Investigating neural networks to learn an intervention response function on a continuous exposure

Authors: Mauricio Tec, Oladimeji Mudele, Kevin Josey, Falco Bargagli Stoffi, Francesca Dominici,

Presenting Author: Mauricio Tec*

This work investigates neural network (NN) techniques for estimating the expected change in an outcome of interest resulting from a hypothetical change in a continuous exposure. For example, a policymaker may want to know how many hospitalizations could be avoided by an intervention reducing air pollution from its current values in each location. We formulate this goal as learning an intervention response function (IRF) using the stochastic interventions (SI) framework (Hubbard & Van Der Laan, 2005). We illustrate how IRFs differ from exposure-response functions and can better support reasoning about certain intervention policies of interest, particularly under overlap violations.

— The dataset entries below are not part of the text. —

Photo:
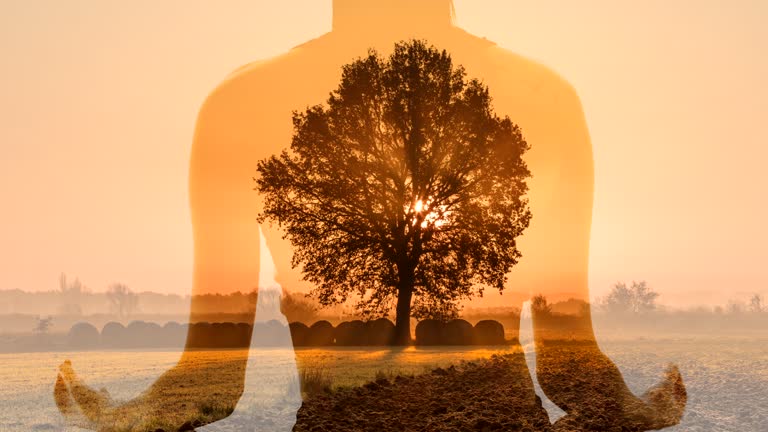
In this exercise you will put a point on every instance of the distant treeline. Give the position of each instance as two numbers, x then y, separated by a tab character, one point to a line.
227	335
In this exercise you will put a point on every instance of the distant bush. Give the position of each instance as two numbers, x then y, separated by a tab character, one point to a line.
458	332
83	335
320	334
351	333
380	332
430	332
299	332
174	334
489	332
113	335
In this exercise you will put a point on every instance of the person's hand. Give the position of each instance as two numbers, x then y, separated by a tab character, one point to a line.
588	386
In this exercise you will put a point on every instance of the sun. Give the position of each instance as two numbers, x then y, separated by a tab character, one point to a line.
436	216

We consider three mechanisms in which NNs can improve IRF estimation:
By learning a flexible model of the conditional density ratios required by IPTW and TMLE estimators for SIs (Diaz-Munoz & Van Der Laan, 2012);
By using architectures and priors promoting smoothness in the individual potential outcome curves as a function of the exposure;
By extending recent work on doubly robust estimation via targeted regularization for NNs (Shi et al., 2019; Nie et al., 2021) to the case of SIs.

These mechanisms are evaluated using previously proposed synthetic benchmark datasets for continuous treatments. Finally, we illustrate them in a real application to estimate the impact of a reduction in airborne exposure to toxic metals (Kodros et al., 2022) on hospitalizations among Medicare enrollees in the U.S.